According to experts, time is a competitive weapon where supply chain agility facilitates the logistic operations to deliver the product in a timely manner (Chiadamrong & Tham, 2016; Christopher, 2000; Tarafdar & Qrunfleh, 2017). Supply chain agility is a market sensitive and consists of diverse networks, processes, and virtual supply chains (Christopher, 2000). The agility assists to bring a dynamic change in the operational activities (Dove, 2002; Mangan & Lalwani, 2016). According to Lee (2004), agility is known as a most significant component of the SCM. Over the past few decades, several researchers have categorized supply chain agility into unlike dimensions, including cognitive and physical dimension (Gligor et al., 2013). The concept of agility is entirely different relatively than effectiveness, efficiency, lean, and proactive supply chains (Power, Sohal, & Rahman, 2001). According to Christopher (2000), there is a distinction between speed and agility where speed is concerned to meet customers' demand pertaining to shortened lead time. While agility is related to quick response on sudden customers' demand concerning to variety and volumes (Christopher, 2000). According to Power et al. (2001), agility in the supply chain operations can bring the positive outcomes for firms.

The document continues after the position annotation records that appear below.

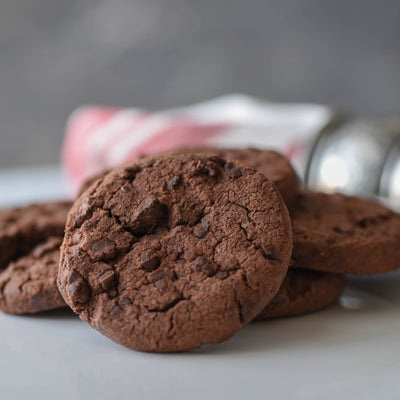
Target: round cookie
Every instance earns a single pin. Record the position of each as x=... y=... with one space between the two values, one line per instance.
x=343 y=234
x=272 y=165
x=21 y=229
x=303 y=291
x=171 y=253
x=29 y=285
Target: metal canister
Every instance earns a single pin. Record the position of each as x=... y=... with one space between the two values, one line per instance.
x=356 y=157
x=390 y=180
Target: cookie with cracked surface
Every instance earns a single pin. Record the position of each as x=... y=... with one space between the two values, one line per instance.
x=174 y=252
x=343 y=234
x=304 y=291
x=21 y=229
x=274 y=166
x=29 y=284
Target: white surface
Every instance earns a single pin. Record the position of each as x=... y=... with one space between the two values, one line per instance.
x=350 y=351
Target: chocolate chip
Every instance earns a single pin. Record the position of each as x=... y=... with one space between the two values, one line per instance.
x=159 y=280
x=115 y=311
x=222 y=275
x=249 y=310
x=150 y=261
x=85 y=213
x=124 y=302
x=126 y=189
x=103 y=248
x=206 y=166
x=150 y=214
x=173 y=182
x=78 y=289
x=108 y=281
x=201 y=230
x=233 y=170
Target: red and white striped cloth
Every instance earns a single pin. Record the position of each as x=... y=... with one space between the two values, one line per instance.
x=99 y=138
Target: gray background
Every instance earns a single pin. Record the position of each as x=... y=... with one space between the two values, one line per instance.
x=58 y=55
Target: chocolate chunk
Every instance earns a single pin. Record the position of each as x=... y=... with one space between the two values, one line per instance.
x=206 y=166
x=126 y=189
x=103 y=248
x=202 y=264
x=201 y=230
x=150 y=214
x=222 y=275
x=150 y=261
x=173 y=182
x=85 y=212
x=108 y=281
x=78 y=289
x=115 y=311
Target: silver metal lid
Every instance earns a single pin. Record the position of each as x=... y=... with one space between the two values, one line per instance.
x=349 y=158
x=390 y=180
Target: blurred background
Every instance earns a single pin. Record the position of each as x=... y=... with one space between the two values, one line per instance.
x=58 y=55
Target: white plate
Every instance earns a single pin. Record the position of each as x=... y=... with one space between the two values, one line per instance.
x=349 y=351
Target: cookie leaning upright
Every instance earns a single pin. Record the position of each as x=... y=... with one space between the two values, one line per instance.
x=174 y=252
x=342 y=234
x=23 y=228
x=30 y=238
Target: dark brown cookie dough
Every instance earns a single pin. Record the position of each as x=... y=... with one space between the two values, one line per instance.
x=272 y=165
x=344 y=234
x=304 y=291
x=21 y=229
x=89 y=181
x=29 y=285
x=171 y=253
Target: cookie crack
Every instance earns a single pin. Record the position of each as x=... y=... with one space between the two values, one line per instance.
x=168 y=306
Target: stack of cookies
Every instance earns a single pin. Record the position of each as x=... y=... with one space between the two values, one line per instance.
x=182 y=249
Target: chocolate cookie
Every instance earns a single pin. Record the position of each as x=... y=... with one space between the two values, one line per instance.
x=272 y=165
x=171 y=253
x=304 y=291
x=89 y=181
x=21 y=229
x=29 y=285
x=344 y=234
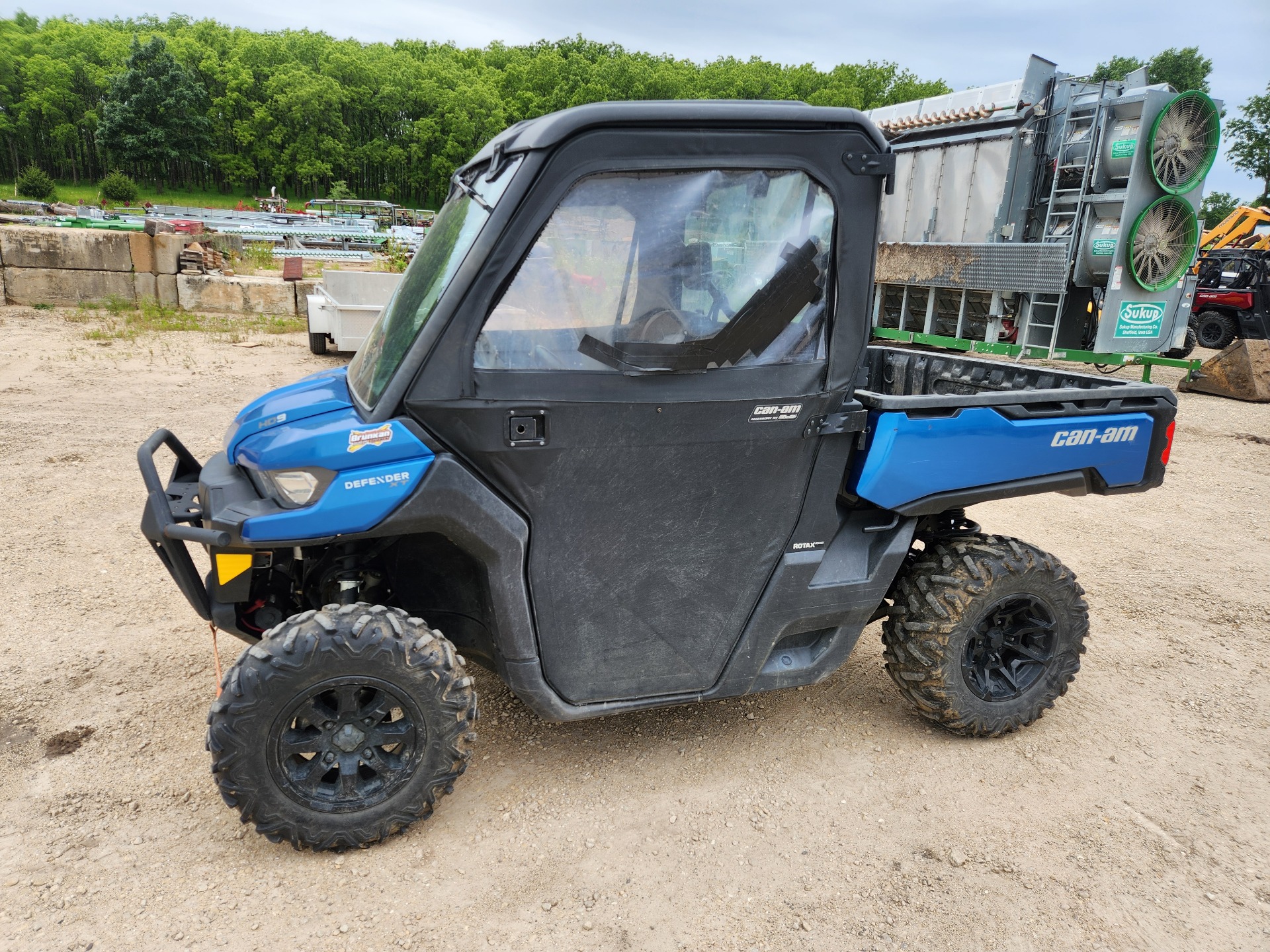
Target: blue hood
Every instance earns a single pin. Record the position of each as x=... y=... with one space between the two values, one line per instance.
x=317 y=394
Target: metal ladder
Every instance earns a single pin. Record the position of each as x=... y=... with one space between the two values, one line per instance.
x=1043 y=310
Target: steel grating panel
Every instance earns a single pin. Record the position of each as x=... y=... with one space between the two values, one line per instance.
x=1033 y=267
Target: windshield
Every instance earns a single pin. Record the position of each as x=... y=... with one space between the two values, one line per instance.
x=451 y=237
x=671 y=272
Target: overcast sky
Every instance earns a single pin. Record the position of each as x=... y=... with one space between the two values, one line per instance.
x=964 y=44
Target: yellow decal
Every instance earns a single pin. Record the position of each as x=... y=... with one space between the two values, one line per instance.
x=230 y=565
x=360 y=438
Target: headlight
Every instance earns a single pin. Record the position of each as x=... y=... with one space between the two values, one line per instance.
x=294 y=488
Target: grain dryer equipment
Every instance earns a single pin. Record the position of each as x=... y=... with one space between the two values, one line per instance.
x=1049 y=216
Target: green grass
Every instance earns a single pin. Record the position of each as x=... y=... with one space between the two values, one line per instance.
x=117 y=319
x=91 y=194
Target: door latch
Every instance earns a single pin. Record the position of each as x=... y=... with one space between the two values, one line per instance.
x=873 y=164
x=853 y=419
x=527 y=428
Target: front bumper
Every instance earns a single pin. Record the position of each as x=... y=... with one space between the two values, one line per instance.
x=169 y=516
x=204 y=503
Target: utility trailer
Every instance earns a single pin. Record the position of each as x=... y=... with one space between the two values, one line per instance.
x=619 y=438
x=345 y=306
x=1046 y=218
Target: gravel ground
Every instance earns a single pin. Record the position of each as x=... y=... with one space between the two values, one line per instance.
x=1132 y=816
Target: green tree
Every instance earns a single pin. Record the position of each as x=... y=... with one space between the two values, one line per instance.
x=120 y=188
x=1181 y=69
x=155 y=113
x=197 y=102
x=1117 y=67
x=34 y=183
x=1250 y=141
x=1216 y=206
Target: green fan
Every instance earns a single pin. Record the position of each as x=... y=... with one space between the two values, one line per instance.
x=1162 y=243
x=1184 y=141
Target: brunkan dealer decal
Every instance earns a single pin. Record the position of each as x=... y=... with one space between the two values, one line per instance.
x=368 y=438
x=1140 y=319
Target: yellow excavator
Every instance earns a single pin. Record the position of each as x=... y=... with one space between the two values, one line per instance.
x=1246 y=227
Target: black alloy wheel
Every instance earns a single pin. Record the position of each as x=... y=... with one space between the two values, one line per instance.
x=346 y=744
x=342 y=727
x=1216 y=331
x=984 y=633
x=1010 y=648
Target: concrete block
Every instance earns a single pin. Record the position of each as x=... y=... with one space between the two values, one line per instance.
x=168 y=248
x=304 y=288
x=235 y=295
x=65 y=286
x=144 y=284
x=143 y=248
x=165 y=290
x=78 y=249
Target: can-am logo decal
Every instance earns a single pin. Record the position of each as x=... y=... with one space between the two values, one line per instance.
x=1080 y=438
x=766 y=413
x=386 y=480
x=368 y=438
x=1140 y=319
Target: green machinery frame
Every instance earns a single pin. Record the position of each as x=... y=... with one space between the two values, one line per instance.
x=1040 y=353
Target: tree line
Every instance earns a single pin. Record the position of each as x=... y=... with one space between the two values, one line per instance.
x=185 y=102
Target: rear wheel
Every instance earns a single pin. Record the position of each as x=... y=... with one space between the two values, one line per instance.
x=342 y=727
x=1214 y=331
x=984 y=633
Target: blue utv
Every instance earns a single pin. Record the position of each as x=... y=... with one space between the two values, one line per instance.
x=619 y=438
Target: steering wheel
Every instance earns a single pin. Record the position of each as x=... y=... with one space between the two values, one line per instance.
x=662 y=325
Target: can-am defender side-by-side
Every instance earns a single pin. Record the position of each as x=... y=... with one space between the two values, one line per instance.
x=618 y=437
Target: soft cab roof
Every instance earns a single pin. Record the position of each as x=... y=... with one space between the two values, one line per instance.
x=553 y=128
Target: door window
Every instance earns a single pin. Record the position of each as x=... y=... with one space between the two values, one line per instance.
x=669 y=272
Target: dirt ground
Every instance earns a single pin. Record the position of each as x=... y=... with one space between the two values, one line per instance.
x=1132 y=816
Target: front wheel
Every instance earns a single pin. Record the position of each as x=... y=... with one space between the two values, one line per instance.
x=1216 y=331
x=984 y=633
x=342 y=727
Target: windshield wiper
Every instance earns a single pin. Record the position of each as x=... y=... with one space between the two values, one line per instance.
x=472 y=193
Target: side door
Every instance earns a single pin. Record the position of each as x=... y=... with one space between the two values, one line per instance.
x=640 y=390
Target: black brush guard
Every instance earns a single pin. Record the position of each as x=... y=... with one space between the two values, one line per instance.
x=167 y=513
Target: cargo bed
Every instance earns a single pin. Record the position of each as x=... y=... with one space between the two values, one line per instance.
x=949 y=430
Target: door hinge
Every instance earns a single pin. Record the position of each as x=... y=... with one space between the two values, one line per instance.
x=850 y=420
x=873 y=164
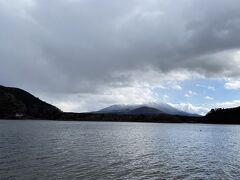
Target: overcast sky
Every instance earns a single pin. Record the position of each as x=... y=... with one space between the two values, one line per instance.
x=83 y=55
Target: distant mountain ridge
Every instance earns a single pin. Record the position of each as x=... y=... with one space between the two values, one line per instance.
x=159 y=108
x=16 y=103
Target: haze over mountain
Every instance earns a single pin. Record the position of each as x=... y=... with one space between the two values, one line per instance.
x=83 y=55
x=16 y=103
x=159 y=108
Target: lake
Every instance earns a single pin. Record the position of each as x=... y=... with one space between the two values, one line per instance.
x=108 y=150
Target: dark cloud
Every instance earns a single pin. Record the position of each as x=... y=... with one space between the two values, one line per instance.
x=84 y=45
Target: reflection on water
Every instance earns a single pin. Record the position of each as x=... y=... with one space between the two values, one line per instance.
x=106 y=150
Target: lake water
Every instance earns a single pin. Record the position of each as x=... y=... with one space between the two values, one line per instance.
x=107 y=150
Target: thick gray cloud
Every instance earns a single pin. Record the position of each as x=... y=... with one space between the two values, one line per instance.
x=81 y=46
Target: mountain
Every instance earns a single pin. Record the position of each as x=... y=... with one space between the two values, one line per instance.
x=17 y=103
x=144 y=110
x=161 y=107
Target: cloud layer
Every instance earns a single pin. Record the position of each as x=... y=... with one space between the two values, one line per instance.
x=92 y=47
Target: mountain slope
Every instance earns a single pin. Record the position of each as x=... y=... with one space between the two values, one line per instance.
x=163 y=107
x=145 y=111
x=15 y=102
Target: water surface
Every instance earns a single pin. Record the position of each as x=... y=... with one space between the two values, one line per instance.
x=107 y=150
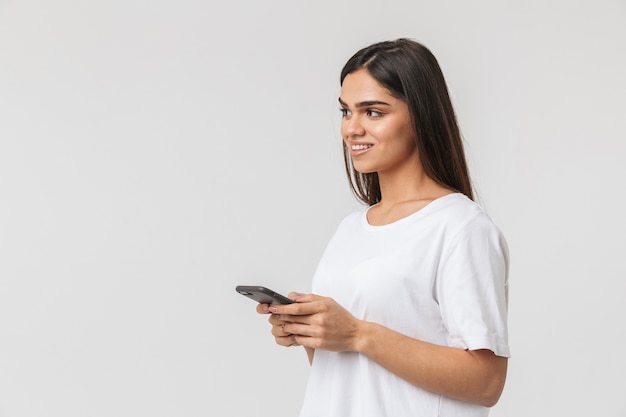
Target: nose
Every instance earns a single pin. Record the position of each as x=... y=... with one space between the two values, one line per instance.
x=351 y=126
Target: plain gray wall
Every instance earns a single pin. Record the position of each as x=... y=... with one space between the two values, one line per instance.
x=155 y=154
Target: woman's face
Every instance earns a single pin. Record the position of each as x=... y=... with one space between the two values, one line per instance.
x=376 y=126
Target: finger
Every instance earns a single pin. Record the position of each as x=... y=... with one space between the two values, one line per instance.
x=297 y=309
x=295 y=295
x=286 y=340
x=263 y=309
x=297 y=329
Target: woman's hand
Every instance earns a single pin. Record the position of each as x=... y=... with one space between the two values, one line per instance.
x=314 y=322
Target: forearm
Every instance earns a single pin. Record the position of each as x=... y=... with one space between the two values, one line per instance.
x=472 y=376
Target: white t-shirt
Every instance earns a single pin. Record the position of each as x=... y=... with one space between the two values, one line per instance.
x=439 y=275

To deliver a timely product is a core competency of SCM which might be possible by integrating responsiveness and efficiency (Christopher, 2000; Lau & Wang, 2013). In contrast, Supply chain agility helps to improve organizational performance such as financial performance, operational performance, non-financial performance, and overall firms’ performance (Blome et al., 2013; Chan, Ngai, & Moon, 2017; DeGroote & Marx, 2013; Gligor et al., 2013; Yusuf et al., 2014). Over the past decades, the empirically testing between supply chain agility and corporate performance, especially toward operational performance was not well-examined consequently no well-known study found examining the relationships between supply chain agility and operational performance within the Iranian SMEs. This is one of pioneer studies on supply chain agility that attempts to contribute to the respective literature measuring the empirical nexus between supply chain agility and operational performance with a comprehensive examination of each dimension of supply chain agility.